The Appellate Division Addresses the Noerr-Pennington Doctrine

Main Street at Woolwich, LLC v. Ammons Supermarket, Inc., ___ N.J. Super. ___ (App. Div. 2017). The Noerr-Pennington doctrine, which originated in two cases from the Supreme Court of the United States, holds that those who “petition the government [for] redress are generally immune from antitrust liability when defending against antitrust claims predicated on this petitioning activity.” The immunity was thereafter expanded to cover common law torts such as malicious prosecution and abuse of process. But Noerr-Pennington protection is stripped away when the petitioning conduct, such as objecting to a land use application, “is a mere sham to cover … an attempt to interfere directly with the business relationships of a competitor.” This “sham litigation” exception was the subject of this opinion by Judge Guadagno.

Plaintiffs in this case had sought to develop a shopping center in Woolwich. When they announced that Wal-Mart would be one occupant of that shopping center, Ammons Supermarket, Inc. and its principal sued to challenge the site plan approval that plaintiffs had obtained. That case failed, and the approval was upheld, with the Appellate Division ultimately ruling that the Ammons lawsuit was untimely and that most of its arguments were without any merit. Plaintiffs then turned around and sued the Ammons parties, their attorney, and his law firm for abuse of process, tortious interference, and civil conspiracy, asserting that the lawsuit attacking the development approval was sham litigation that was filed in order to protect Shop-rite from competition by Wal-Mart.

The trial court granted a motion to dismiss, finding that the prior litigation was protected by Noerr-Pennington immunity. On appeal, however, the Appellate Division reversed and reinstated the case.

The standard of review of rulings on motions to dismiss is favorable to plaintiffs. Such motions “should be granted only in the rarest of instances,” plaintiffs must receive “every reasonable inference of fact,” and the courts must search the complaint for even an “obscure statement” of a valid claim. Judge Guadagno found that plaintiffs met that test here.

Litigation is sham when it is “[1] objectively baseless in the sense that no reasonable litigant could reasonably expect success on the merits, and [2] is brought with the specific intent to further wrongful conduct through the use of the governmental process– as opposed to the outcome of that process.” Sham litigation may be “evidenced by repetitive lawsuits carrying the hallmark of insubstantial claims.” Judge Guadagno found persuasive the decision in Hanover 3201 Realty, LLC v. Village Supermarkets, Inc., 806 F.3d 162 (3d Cir. 2015), another case in which Shop-Rite had allegedly pursued sham litigation to block competition. That ruling stated that courts should determine whether the alleged sham litigation was a single event or “a series of filings,” and if there was a series, a “holistic review” that may include the litigant’s won-loss record in such cases. A Fourth Circuit case, Waugh Chapel South, LLC v. United Food & Commercial Workers Union Local 27, 728 F.3d 354 (4th Cir. 2013), which held similarly, was also persuasive to the panel here.

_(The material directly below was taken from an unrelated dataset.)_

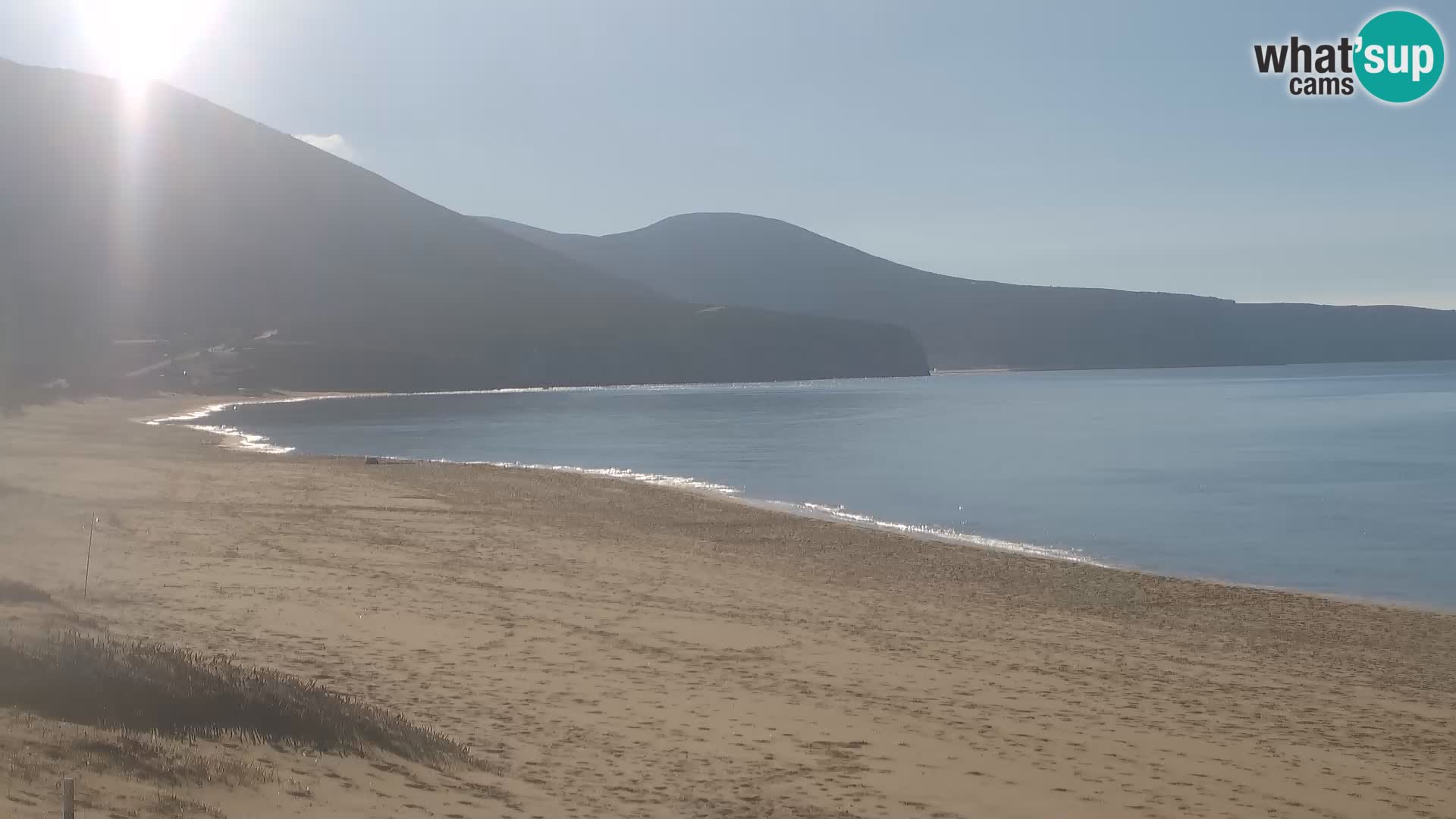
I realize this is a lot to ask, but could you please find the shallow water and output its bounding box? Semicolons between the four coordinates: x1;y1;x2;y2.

Here, plaintiffs alleged a lengthy list of other litigation in which Shop-Rite or its agents sued to block competitors’ developments. But the trial court here did not look beyond the merits of the Woolwich litigation itself. That court did not consider the existence of the other lawsuits or the decisions of the trial and appellate courts in the Woolwich litigation that resoundingly rejected the Ammons parties’ arguments. Had the trial court considered the full scope of facts relevant to the sham litigation exception, that court might have reached a different result. The panel reinstated the complaint and remanded for further consideration.

It is interesting that Noerr-Pennington cases often involve supermarkets. A case in which I participated, Village Supermarkets, Inc. v. Mayfair Super Market, 269 N.J. Super. 224 (Law Div. 1993), not cited in Judge Guadagno’s opinion, was another such example. There, Shop-Rite was the plaintiff, asserting that Mayfair, a competitor for whom I was one of the counsel, had wrongfully funded objectors to a proposed Shop-Rtie supermarket. Judge Wecker discussed Noerr-Pennington at length and ruled in favor of Mayfair.